The leading Ghanaian farm service company says its deployment of modern farm machinery like motorised slashers for farm maintenance, and earth augers for drilling planting holes means it’s able to delivery with speed.
According to officials, Afarinick’s formalised system of engaging farm labour ensures strict adherence to legal, regulatory and industry labour and human rights requirements answering one of the cocoa sector’s biggest challenges.
In compliance with regulatory requirements like the EU Deforestation Regulation, Afarinick has invested in the application of geographic information systems (GIS) and drone technology for mapping, field monitoring and real time reporting of activities.
“By implementing the three main activities of treatment, farm establishment and farm maintenance, we are proud to have so far successfully rehabilitated over 61,000 hectares of diseased cocoa farms,” said Ben Asare, General Manager of Afarinick, adding “we are poised to forge key partnerships to catalyse investments for nature-based solutions.”
Partnership to save Ghana’s cocoa production
“So far, a total of 61,656 farms covering an area 67,385.43 hectares have been successfully rehabilitated. Out of this, a total of 19,627 farms covering an area of 18,110.94 hectares have been certified ready to be handed over to their respective beneficiaries,” said Dr Owusu-Ansah, Coordinator of the National Cocoa Rehabilitation Programme.

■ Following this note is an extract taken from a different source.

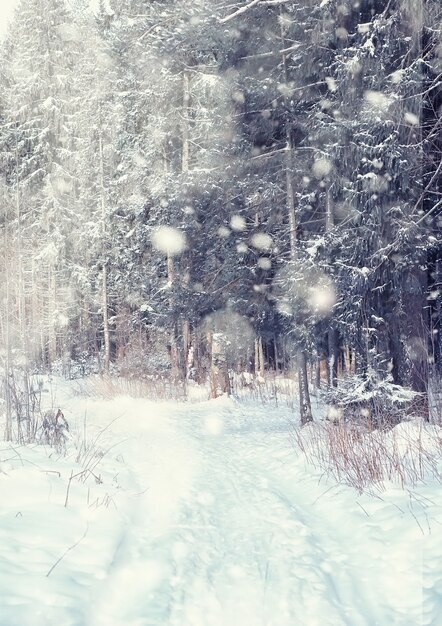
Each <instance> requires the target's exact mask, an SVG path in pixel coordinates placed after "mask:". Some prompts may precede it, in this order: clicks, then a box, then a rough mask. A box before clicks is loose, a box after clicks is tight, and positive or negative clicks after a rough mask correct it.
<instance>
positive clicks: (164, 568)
mask: <svg viewBox="0 0 442 626" xmlns="http://www.w3.org/2000/svg"><path fill="white" fill-rule="evenodd" d="M67 390H68V388H66V389H65V390H64V391H63V390H62V389H61V383H59V388H58V392H57V393H58V399H57V401H58V402H59V403H61V404H62V408H63V410H64V413H65V416H66V417H67V419H68V420H69V422H70V424H71V439H70V442H69V445H68V448H67V454H66V455H60V454H56V453H55V452H54V451H53V450H51V449H49V448H45V447H43V446H35V445H34V446H21V447H18V446H13V445H9V444H7V443H4V444H3V445H2V449H1V452H0V497H1V502H2V507H1V513H0V626H43V625H44V626H52V625H54V626H424V625H425V626H440V625H441V624H442V497H441V488H440V485H439V484H437V485H434V484H431V482H428V484H423V485H421V486H419V487H416V488H415V489H414V490H413V492H407V491H404V490H401V489H399V488H398V487H395V486H394V485H387V486H386V489H385V490H384V491H383V492H380V494H379V496H378V497H374V496H372V495H369V494H363V495H360V494H358V493H357V492H355V491H354V490H353V489H351V488H349V487H345V486H342V485H336V484H334V483H330V482H328V483H327V482H325V481H324V480H321V477H320V476H318V475H317V474H316V473H315V471H314V470H313V469H312V468H310V467H308V466H306V464H305V460H304V459H303V457H302V455H301V454H300V453H299V452H298V451H297V450H296V449H295V446H294V443H293V437H292V431H293V427H294V424H293V421H294V418H293V416H292V414H291V411H290V410H289V409H287V408H281V407H279V408H277V407H271V406H266V407H259V406H256V405H252V404H244V403H243V404H240V403H238V402H235V401H234V400H231V399H227V398H221V399H218V400H216V401H207V402H201V403H181V404H180V403H173V402H161V403H158V402H153V401H149V400H142V399H132V398H128V397H121V398H116V399H113V400H98V399H90V398H89V399H87V398H84V397H79V396H73V395H72V394H69V393H68V391H67ZM84 436H86V447H87V449H88V450H89V454H88V455H86V454H85V453H84V448H81V440H82V439H83V437H84ZM77 457H80V458H77ZM85 468H89V469H91V470H92V471H93V475H92V474H91V473H90V472H88V471H85V472H84V474H83V475H81V476H79V477H77V478H73V479H72V480H71V481H70V488H69V492H68V493H67V489H68V484H69V479H70V476H71V474H72V473H74V474H76V473H78V472H81V471H84V470H85ZM67 495H68V497H66V496H67ZM66 499H67V504H66V506H65V503H66ZM60 557H63V558H61V560H59V559H60ZM54 565H55V567H54ZM48 574H49V575H48Z"/></svg>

With the outstanding area to be rehabilitated currently standing at 524,844.59Ha or 87.8% of the CSSVD infection coverage nationwide, stakeholders believe more would have to be done for the rate of rehab to catch up with the spread.
But despite the impact of the disease being felt in consuming countries, the industry has so far acted with complacency to the situation.
“With the exception of funding support from AfDB and the World Bank who is also coming on board, there are no supports of such sorts from COCOBOD partners currently,” Dr Owusu-Ansah said.
So far Ghana has been singlehandedly holding up against the disease. But its feeble war chest is not a match for the over 21,600Ha per annum rate of new CSSVD infections.
Cocoa production experts are projecting disastrous consequences should industry continue to sit on the fence “Because we will be there and the market will dry up and that will be the end of it.”
While cocoa farmers continue to suffer loss and damage of livelihood on the frontline, the aftereffect can also be seen contributing to record cocoa prices in February 2024.